Coronavirus, in Val Bisagno solo due uffici postali aperti: code e proteste dei cittadini

Ogni giorno decine di persone costrette a lunghe e interminabili code

Genova. Decine di metri di code con persone costrette ad interminabili attese fuori casa, mettendosi a rischio contagio: questo è quanto succede quotidianamente in Val Bisagno, dove la “razionalizzazione” delle aperture degli uffici postali a causa dell’emergenza sanitaria sta creando non poche criticità.

In tutta la vallata, infatti, a rimanere aperti sono solo due uffici: quello di Molassana e quello di via Termpi, che quindi assorbono tutto il lavoro dei cinque che solitamente sono operativi.

I cittadini, però, sono costretti a maggiori spostamenti e maggiori attesa in fila, cosa che non favorisce le condizioni di sicurezza oggi determinate dai provvedimenti presi da governo e amministrazioni per diminuire il rischio contagio, la cui logica è appunto quella di limitare la presenza fuori casa e gli spostamenti.

“Vista la situazione di estrema difficoltà che la chiusura di 3 uffici postali su 5 sta creando in Vallata, dov di fatto, l’ufficio di Molassana grazie ai suoi dipendenti sta stoicamente offrendo i suoi servizi a un bacino di utenza che va da Struppa e San Gottardo – sottolinea il presidente del Municipio IV Media Val Bisagno – Roberto D’Avolio – ci rivolgiamo al Sindaco di Genova affinché si faccia carico, nel rispetto della sicurezza dei lavoratori, di chiedere a Poste Italiane di studiare una soluzione che diminuisca il carico di utenza presso l’ufficio di Molassana.
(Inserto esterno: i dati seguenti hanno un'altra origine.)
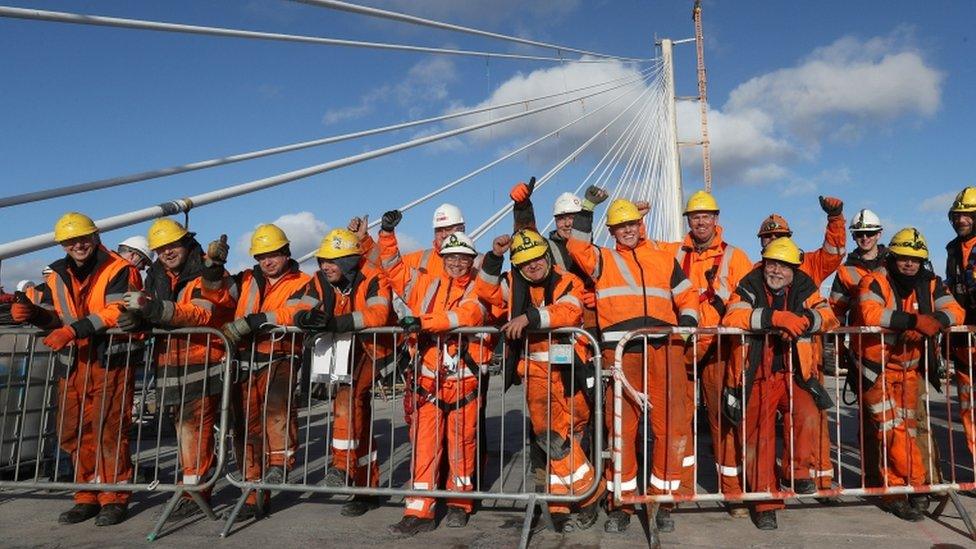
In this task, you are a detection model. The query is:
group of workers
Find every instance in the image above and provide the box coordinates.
[11,180,976,536]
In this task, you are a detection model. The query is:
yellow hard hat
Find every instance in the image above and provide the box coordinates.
[763,236,803,265]
[509,229,549,266]
[607,198,640,227]
[949,187,976,215]
[54,212,98,242]
[315,229,363,259]
[888,228,932,259]
[684,191,718,215]
[248,224,289,256]
[146,217,189,251]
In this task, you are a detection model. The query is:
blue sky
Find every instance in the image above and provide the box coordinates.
[0,0,976,288]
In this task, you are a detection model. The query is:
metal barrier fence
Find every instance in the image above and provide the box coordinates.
[609,326,976,539]
[0,328,232,540]
[222,328,603,546]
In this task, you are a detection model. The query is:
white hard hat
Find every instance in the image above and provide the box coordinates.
[850,208,882,233]
[119,235,152,261]
[438,231,478,255]
[434,204,464,229]
[552,193,583,217]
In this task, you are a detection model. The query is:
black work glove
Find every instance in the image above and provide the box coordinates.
[399,316,421,334]
[380,210,403,233]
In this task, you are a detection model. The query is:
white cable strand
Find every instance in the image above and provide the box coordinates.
[0,6,640,63]
[292,0,649,62]
[0,70,648,259]
[0,71,648,208]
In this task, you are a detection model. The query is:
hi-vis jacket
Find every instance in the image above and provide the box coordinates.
[653,227,753,328]
[146,240,236,366]
[379,231,493,378]
[851,268,965,383]
[830,245,887,324]
[722,268,838,386]
[300,257,395,361]
[476,252,592,378]
[567,211,698,349]
[230,259,312,361]
[38,245,142,367]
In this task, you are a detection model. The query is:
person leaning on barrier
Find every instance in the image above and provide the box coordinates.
[946,187,976,455]
[215,225,312,519]
[756,196,847,496]
[722,237,837,530]
[119,218,234,521]
[11,212,142,526]
[851,227,964,522]
[476,229,605,532]
[379,210,493,536]
[295,229,394,517]
[568,199,698,532]
[654,191,752,520]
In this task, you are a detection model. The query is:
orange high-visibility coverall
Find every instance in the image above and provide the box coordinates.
[756,215,847,489]
[851,269,965,497]
[146,240,236,498]
[655,227,753,494]
[476,252,603,513]
[303,257,394,486]
[223,260,312,504]
[35,245,142,505]
[567,211,698,512]
[946,235,976,455]
[722,268,838,512]
[379,231,492,519]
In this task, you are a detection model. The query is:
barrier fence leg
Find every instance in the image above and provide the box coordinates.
[146,490,183,541]
[644,502,661,549]
[930,490,976,541]
[220,489,252,538]
[519,494,545,549]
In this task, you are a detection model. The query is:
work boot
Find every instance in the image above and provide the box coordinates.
[654,507,674,534]
[881,499,925,522]
[95,503,129,526]
[386,516,437,538]
[725,502,749,518]
[752,511,778,530]
[325,467,346,488]
[166,498,203,522]
[576,501,600,530]
[264,465,285,484]
[444,505,468,528]
[908,494,929,515]
[58,503,98,524]
[603,509,630,533]
[551,513,576,534]
[339,496,380,517]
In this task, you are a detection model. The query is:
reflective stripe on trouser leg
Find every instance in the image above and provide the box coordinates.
[864,369,925,486]
[174,395,220,497]
[332,355,379,487]
[56,356,133,505]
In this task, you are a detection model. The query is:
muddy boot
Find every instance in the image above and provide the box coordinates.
[444,505,468,528]
[58,503,98,524]
[95,503,129,526]
[603,509,630,533]
[752,511,779,530]
[386,516,437,538]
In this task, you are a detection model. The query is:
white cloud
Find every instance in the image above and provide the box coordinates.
[322,57,458,126]
[230,212,329,271]
[918,191,956,214]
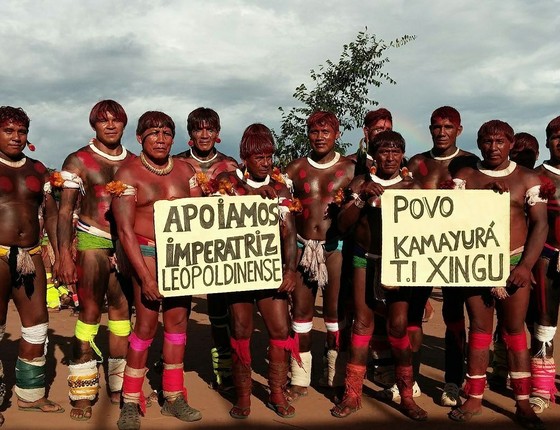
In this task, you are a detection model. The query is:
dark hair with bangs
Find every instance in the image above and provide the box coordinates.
[89,100,128,128]
[239,123,276,160]
[476,119,515,144]
[136,110,175,137]
[0,106,30,129]
[187,107,220,137]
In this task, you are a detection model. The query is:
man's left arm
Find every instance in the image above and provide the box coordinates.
[508,202,548,288]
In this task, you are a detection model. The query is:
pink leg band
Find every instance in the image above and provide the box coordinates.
[128,332,154,352]
[350,333,371,348]
[122,372,146,415]
[469,331,492,349]
[388,335,411,351]
[463,375,486,398]
[531,357,556,399]
[502,332,527,352]
[230,337,251,366]
[270,333,302,366]
[163,331,187,345]
[162,365,187,394]
[406,324,422,333]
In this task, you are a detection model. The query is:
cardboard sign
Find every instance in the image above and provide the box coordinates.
[381,190,510,287]
[154,196,282,297]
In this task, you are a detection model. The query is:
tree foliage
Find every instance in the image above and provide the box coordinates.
[274,27,416,166]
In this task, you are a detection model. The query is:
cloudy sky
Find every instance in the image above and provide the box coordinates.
[0,0,560,168]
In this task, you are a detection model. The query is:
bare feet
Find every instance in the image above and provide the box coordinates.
[70,399,92,421]
[18,397,64,414]
[284,385,307,403]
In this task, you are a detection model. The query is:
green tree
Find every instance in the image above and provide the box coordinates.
[274,27,416,167]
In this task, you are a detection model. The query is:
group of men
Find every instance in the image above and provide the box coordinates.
[0,100,560,430]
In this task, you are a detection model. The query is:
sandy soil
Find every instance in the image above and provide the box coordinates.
[0,290,560,430]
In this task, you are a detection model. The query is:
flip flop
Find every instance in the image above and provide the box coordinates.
[18,399,64,414]
[266,402,296,418]
[447,407,482,423]
[70,406,92,421]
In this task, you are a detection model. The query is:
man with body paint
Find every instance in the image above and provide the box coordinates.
[56,100,135,421]
[286,111,354,400]
[449,120,548,430]
[407,106,478,406]
[175,107,237,390]
[0,106,64,425]
[108,111,202,430]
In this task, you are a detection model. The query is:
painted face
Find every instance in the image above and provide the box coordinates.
[136,127,173,161]
[245,152,272,181]
[374,146,404,179]
[308,124,340,155]
[546,130,560,161]
[430,118,463,155]
[0,121,28,159]
[478,133,513,169]
[364,119,393,142]
[94,112,124,146]
[190,122,220,153]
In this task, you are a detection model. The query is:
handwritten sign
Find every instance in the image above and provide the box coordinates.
[154,196,282,297]
[381,190,510,287]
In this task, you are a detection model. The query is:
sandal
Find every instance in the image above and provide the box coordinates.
[117,403,140,430]
[266,402,296,418]
[529,396,550,415]
[18,398,64,414]
[229,406,251,420]
[70,405,92,421]
[331,397,362,418]
[515,412,545,430]
[447,407,482,423]
[161,394,202,423]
Pur essendo fondamentale ricordare a tutti che è inutile andare alle poste per questioni che si possono rimandare o espletare in altri modi, le lunghe code che abbiamo visto in questi giorni non sono compatibili con la situazione di emergenza che stiamo vivendo. Serve subito un intervento dell’Amministrazione per alleggerire la situazione”.